Banks are not in the Real Estate business. Banks are in the lending business; therefore banks are willing to discount mortgages to recover at least part of their investment. Banks will almost always discount.

Take for example, a lender who’s owed $200,000 on a property that’s worth $180,000. If the homeowner would list the property and find a buyer for $180,000 there would not be enough funds at closing to satisfy the mortgage. The funds for the Sale would be Short.

Very often when banks are faced with the alternative of foreclosing on a defaulted borrower, a lender will agree to release the mortgage for a discounted price and accept the offered amount as full payoff of the mortgage.

If the lender decides to go through with the foreclosure, it's going to incur all of the costs associated with the foreclosure and then of selling the property after they take it back. In Minnesota it takes a minimum of 6 months (in most cases) for the bank to take possession of the property and it could take months after that to actually get the property sold.

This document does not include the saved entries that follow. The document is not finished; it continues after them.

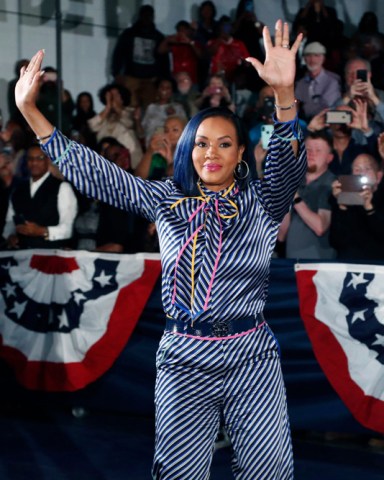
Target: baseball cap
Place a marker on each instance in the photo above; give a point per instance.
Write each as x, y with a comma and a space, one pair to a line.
315, 48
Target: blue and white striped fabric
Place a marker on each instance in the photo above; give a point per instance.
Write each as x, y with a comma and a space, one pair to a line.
241, 281
238, 380
201, 380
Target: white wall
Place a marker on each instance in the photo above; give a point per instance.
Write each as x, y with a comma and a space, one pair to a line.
87, 43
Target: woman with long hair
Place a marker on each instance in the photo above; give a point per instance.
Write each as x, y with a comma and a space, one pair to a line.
218, 360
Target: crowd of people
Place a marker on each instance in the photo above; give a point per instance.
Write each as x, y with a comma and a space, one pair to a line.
160, 81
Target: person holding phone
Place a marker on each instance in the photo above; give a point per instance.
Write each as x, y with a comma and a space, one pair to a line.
305, 229
357, 230
348, 139
358, 85
217, 224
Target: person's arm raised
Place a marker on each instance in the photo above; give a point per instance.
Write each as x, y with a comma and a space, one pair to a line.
26, 92
279, 69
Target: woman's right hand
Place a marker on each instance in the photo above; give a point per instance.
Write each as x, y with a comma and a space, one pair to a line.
28, 86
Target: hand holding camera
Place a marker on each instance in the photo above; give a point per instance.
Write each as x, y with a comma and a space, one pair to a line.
353, 190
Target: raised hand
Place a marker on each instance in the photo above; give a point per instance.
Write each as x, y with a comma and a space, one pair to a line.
26, 92
28, 85
279, 67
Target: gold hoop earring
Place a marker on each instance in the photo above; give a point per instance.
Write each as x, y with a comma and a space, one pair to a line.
237, 173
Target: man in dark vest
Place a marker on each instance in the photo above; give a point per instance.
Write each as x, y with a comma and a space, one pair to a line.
42, 209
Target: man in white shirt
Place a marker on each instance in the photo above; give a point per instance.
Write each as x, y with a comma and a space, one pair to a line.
319, 88
42, 209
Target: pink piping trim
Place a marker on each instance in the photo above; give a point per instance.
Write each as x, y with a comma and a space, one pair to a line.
178, 259
217, 257
193, 214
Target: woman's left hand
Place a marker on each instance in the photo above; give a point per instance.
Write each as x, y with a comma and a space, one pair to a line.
279, 67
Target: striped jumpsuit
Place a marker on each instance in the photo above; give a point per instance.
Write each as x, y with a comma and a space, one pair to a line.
215, 252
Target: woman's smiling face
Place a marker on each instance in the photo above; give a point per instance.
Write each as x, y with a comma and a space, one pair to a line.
216, 152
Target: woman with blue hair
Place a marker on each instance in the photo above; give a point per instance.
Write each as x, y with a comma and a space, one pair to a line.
218, 361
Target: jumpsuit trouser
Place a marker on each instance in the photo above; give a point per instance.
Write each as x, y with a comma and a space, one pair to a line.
238, 381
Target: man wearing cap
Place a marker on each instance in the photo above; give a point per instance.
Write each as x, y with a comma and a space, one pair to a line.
319, 88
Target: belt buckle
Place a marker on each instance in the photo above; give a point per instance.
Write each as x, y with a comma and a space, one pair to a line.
220, 329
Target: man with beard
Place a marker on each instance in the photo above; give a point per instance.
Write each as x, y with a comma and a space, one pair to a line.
319, 88
305, 227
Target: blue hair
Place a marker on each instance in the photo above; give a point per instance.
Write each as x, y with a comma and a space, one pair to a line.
184, 172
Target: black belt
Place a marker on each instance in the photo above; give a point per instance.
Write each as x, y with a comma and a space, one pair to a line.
218, 328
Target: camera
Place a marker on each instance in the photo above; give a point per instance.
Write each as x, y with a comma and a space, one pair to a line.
266, 133
268, 108
18, 219
338, 116
351, 186
362, 75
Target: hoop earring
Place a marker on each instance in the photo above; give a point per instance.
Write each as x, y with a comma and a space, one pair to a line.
237, 172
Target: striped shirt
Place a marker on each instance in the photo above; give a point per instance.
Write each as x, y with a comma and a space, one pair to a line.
216, 248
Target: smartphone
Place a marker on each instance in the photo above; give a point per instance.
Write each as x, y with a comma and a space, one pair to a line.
351, 186
268, 108
266, 132
18, 219
362, 75
338, 116
353, 183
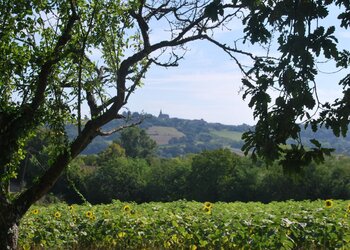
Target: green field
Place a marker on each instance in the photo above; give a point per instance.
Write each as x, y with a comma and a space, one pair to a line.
232, 135
189, 225
162, 135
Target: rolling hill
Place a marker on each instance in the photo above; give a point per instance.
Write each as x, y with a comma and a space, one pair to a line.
175, 136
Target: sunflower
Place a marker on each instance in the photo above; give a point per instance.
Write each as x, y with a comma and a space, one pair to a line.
57, 215
329, 203
127, 208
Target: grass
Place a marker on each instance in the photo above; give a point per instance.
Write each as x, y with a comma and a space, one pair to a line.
188, 225
162, 135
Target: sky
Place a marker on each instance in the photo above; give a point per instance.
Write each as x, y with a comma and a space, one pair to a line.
206, 84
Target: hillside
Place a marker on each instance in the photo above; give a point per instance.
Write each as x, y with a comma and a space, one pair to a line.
176, 136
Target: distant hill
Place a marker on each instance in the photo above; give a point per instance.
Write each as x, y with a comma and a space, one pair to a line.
176, 136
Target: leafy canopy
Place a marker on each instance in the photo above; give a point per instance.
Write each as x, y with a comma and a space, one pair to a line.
282, 86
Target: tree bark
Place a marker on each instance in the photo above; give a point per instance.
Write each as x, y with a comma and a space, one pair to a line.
9, 221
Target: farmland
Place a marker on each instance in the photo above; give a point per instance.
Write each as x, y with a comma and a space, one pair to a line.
189, 225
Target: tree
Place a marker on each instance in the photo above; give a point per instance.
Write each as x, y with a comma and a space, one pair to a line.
137, 143
57, 57
209, 170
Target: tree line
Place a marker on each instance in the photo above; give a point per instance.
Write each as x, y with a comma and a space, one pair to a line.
128, 170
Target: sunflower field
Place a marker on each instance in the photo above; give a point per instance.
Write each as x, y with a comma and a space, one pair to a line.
188, 225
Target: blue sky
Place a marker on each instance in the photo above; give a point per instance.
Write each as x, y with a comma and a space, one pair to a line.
206, 84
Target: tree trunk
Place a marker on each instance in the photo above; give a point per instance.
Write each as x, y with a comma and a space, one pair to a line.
8, 230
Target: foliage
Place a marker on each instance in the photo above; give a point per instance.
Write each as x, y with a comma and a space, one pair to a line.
217, 175
209, 169
120, 178
288, 225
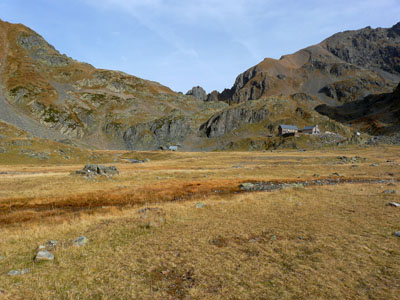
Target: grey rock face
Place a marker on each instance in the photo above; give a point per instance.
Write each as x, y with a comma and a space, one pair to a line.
18, 272
213, 96
153, 135
198, 92
231, 119
44, 256
81, 241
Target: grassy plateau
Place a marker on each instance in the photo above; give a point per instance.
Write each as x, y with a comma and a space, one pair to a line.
180, 227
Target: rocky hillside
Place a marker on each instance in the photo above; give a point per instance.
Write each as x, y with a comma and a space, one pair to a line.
56, 97
345, 67
375, 114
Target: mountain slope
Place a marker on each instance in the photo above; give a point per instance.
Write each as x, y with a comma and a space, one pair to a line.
345, 67
375, 114
61, 98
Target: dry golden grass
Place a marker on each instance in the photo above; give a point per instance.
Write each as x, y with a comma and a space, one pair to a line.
320, 242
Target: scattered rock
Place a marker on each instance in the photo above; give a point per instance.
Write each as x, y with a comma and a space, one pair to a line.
18, 272
200, 205
247, 186
44, 256
93, 170
389, 192
49, 245
81, 241
237, 166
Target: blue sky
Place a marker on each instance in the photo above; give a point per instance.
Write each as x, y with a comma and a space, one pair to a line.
187, 43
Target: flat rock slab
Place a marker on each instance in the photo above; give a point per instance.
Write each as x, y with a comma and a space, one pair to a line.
93, 170
44, 256
389, 192
18, 272
81, 241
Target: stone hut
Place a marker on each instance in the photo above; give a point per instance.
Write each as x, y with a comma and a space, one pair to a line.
311, 129
288, 129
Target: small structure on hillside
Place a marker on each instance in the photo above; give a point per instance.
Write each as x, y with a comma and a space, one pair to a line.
311, 129
287, 129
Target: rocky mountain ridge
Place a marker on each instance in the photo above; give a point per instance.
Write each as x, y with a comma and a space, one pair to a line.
53, 96
345, 67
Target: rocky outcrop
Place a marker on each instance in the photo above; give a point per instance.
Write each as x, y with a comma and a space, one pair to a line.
158, 133
231, 119
375, 114
198, 92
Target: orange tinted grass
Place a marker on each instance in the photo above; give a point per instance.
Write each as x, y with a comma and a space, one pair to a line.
23, 210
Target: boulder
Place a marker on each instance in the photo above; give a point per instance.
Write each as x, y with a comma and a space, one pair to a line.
18, 272
200, 205
81, 241
93, 170
44, 256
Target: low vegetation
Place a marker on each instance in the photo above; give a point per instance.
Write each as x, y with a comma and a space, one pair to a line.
178, 226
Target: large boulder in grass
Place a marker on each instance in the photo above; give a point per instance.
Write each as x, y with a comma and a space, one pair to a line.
93, 170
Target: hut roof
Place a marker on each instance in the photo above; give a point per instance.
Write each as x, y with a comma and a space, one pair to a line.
283, 126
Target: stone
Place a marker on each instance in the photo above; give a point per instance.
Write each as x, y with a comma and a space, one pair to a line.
49, 245
44, 256
237, 166
81, 241
93, 170
389, 192
247, 186
200, 205
18, 272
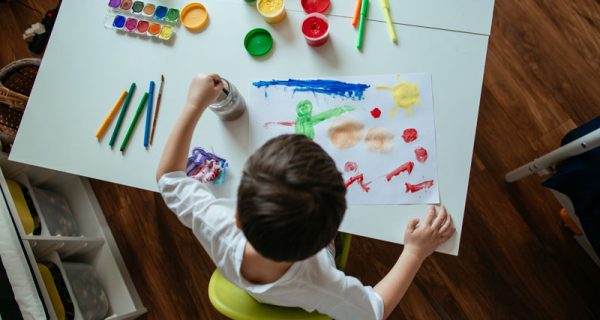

Therefore banks are willing to try and recover some of their investment now rather than later.

The four parties that are involved in short sale are as follows:
1. The owner of the property being foreclosed on
2. A buyer interested in the property; typically an investor that wants a discount
3. Third party servicing the loan, the lender itself, or a servicing company
4. (Conventional, FHA, VA, Freddie Mac, Fannie Mae, etc.)

The person being foreclosed on, must be involved in the short sale process every step of the way. The bank is going to require financial information from them that if you don’t have available will cause the deal to fall through. A short sale package will need to be put together and submitted.